Part of a continuing series* looking at the pagan origins of the Christmas Myths, one day at a time. Today: the story of lonely shepherds, and what a flock of angels does to them late at night …
So there you are, out abiding in your fields and minding your own sheep flock’s business –a shepherd watching your flock by night—and all of a sudden this old angel shows up, and then another, and then another—until out there in your back paddock you’ve pretty much got the whole Heavenly Host flying about just above the campfire.
And then they all start singing--and pretty bloody angelically by all accounts (well, by the one account).
And let’s be honest, over the years human beings have put some pretty damned heavenly music to the words they are supposed to have sung.
And where did Luke get this part of his tall tale from? Easy. Once again, he just lifted it from those old myths of the pagans and from the east, in which the the birth of every world-historic leader was marked by the sound of heavenly singing—or at least by a loud heavenly voice making a joyful noise.
They’re all nice stories, so why wouldn’t you borrow them?
It happened in India when the virgin Devaki bore Chrishna, when “the quarters of the horizon were irradiate with joy,” or so the legends tell us, “as if moonlight were over the whole earth.” Not to mention all the spirits and nymphs dancing and singing, and the very clouds emitting “low pleasing sounds” and “pouring down a rain of flowers.”
The Buddha’s birth—“born for the good of men, to dispel the darkness of their ignorance”--brought forth a similar celestial celebration: great light, flowers, music heard all over the land, all beings everywhere full of joy, all the gods of the thirty-three heavens singing ding-dong merrily on high.
Kind of makes a few angels in a field look just a little bit sad, don’t you think?
Crikey, even Confucius himself couldn’t get himself born without the reported appearance of celestial music.
Nor could the Egyptian Osiris, at whose birth a loud voice was heard proclaiming, “The Ruler of all the Earth is born.” (And so, if you were Egyptian, he was.)
The divine Apollo entered the world in Delos to the joy of all the gods in Olympus, it was said, “and the Earth itself laughed beneath the smile of Heaven.”

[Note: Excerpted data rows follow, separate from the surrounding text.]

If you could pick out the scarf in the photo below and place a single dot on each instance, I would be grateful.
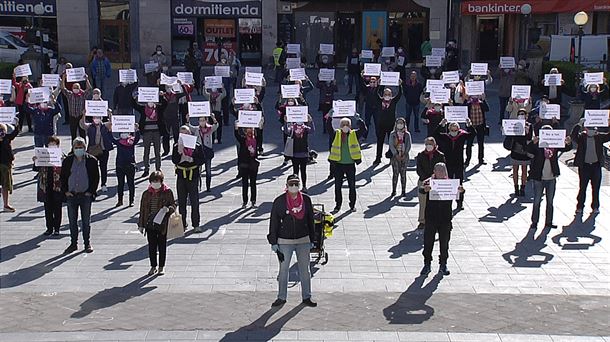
(151, 113)
(295, 206)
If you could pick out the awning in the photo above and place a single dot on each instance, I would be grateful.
(538, 6)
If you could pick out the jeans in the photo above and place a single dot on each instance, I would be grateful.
(126, 172)
(547, 186)
(592, 173)
(302, 252)
(188, 188)
(348, 171)
(152, 138)
(412, 110)
(82, 202)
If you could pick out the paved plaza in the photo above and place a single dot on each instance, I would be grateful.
(507, 282)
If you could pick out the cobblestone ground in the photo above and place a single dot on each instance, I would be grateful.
(508, 283)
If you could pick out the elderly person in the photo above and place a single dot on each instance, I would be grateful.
(291, 230)
(79, 180)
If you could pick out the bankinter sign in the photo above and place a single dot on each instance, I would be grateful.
(197, 8)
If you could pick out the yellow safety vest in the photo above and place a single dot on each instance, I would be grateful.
(277, 53)
(354, 147)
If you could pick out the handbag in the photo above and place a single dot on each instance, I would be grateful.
(175, 228)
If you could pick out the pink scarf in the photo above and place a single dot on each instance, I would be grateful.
(295, 206)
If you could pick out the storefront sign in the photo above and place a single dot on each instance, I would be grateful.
(27, 8)
(195, 8)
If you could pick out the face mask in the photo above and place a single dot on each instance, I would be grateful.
(79, 152)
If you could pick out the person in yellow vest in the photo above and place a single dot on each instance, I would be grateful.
(345, 154)
(279, 59)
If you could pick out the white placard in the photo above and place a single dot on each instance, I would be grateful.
(507, 62)
(7, 115)
(326, 74)
(123, 123)
(23, 70)
(438, 52)
(552, 79)
(344, 108)
(297, 74)
(478, 69)
(254, 79)
(50, 80)
(213, 82)
(550, 111)
(440, 95)
(256, 70)
(390, 78)
(444, 189)
(594, 78)
(186, 77)
(291, 91)
(244, 95)
(552, 138)
(75, 74)
(6, 86)
(327, 49)
(433, 61)
(48, 157)
(596, 117)
(222, 70)
(475, 88)
(293, 48)
(199, 109)
(520, 92)
(188, 140)
(388, 51)
(513, 127)
(96, 108)
(38, 95)
(128, 76)
(148, 94)
(293, 63)
(451, 77)
(456, 113)
(372, 69)
(296, 113)
(167, 80)
(366, 54)
(434, 85)
(249, 118)
(150, 67)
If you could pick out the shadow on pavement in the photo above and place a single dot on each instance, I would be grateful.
(528, 252)
(411, 307)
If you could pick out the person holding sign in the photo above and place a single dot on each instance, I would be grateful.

Hercules’s father Zeus yelled down from heaven to proclaim the birth of his son—by all accounts not very tunefully, but the trend at least is clear.
The “heavenly Apollonius” went one better than just having a tune at his birth: not only did music attend his birth, but a flock of swans appeared, surrounding his mother, clapping their wings in rhythm, singing in unison and fanning the air with a gentle breeze.
Lovely! Who needs angels when you’ve got the whole corps of Swan Lake up there in the sky.
So you can see there is nothing either unique or odd in stories with a heavenly host proclaiming a momentous birth.
What is unique or odd however is that only one of the Gospels bothers to make mention of this portentous event at all. Which, if it were more than just a good story to tell around a campfire, is passing strange don’t you think?
READ THE WHOLE #CHRISTMAS MYTHS SERIES HERE:
Tomorrow: “The Divine Child is Recognised & Presented With Gifts.”
* This and later posts in the series rely heavily on Thomas William Doane’s Bible Myths and Their Parallels in Other Religions. Unless otherwise attributed, all quotes are sourced from there.
6 comments:
Same shit, different day. Again your ignorance of the gsopels and cultural aspects is apparent. The old myths which have some similarities have little in the way of adherents today yet 2000 years has not seen Christianity extinguished at all. There may be a reason for that - apart form mass delusion.
3:16
Nup mass delusion
Admittedly the 'Mythical Jesus' looks compelling on the surface if you've never encountered it before. Then you do a little research, which involves reading more than one 19th century book, and it collapses like a house of cards as one after another the alleged parallels turn out to be either non-existent or so vague that they're essentially meaningless.
John Smith
"Disproving" the Nativity of Christ by claiming there were a bunch of myths just like it is a bit like saying things aren't that bad in North Korea because 1984 is only a work of fiction. Or that 9/11 wasn't real because there was a movie called The Towering Inferno back in the '70s.
...or like saying that The Magnificent Seven isn't real because there was an earlier movie called The Seven Samurai with exactly the same plot of which the later director was a fan. Oh wait... my bad - both of these are works of fiction with absolutely no evidence to support their subject matter, unlike the nativity which is an unassailable historic fact backed up by a wealth of verifiable scientific evidence.
Tom
There's no 'verifiable scientific evidence' for lots of old stuff but we deduce from what little we have that things probably occurred / did not occur in a certain fashion. That we tend to pick and agree with things that support our world view does not make the things that don't fit wrong or unfounded. One day we will all have the Oh well or Oh shit moment.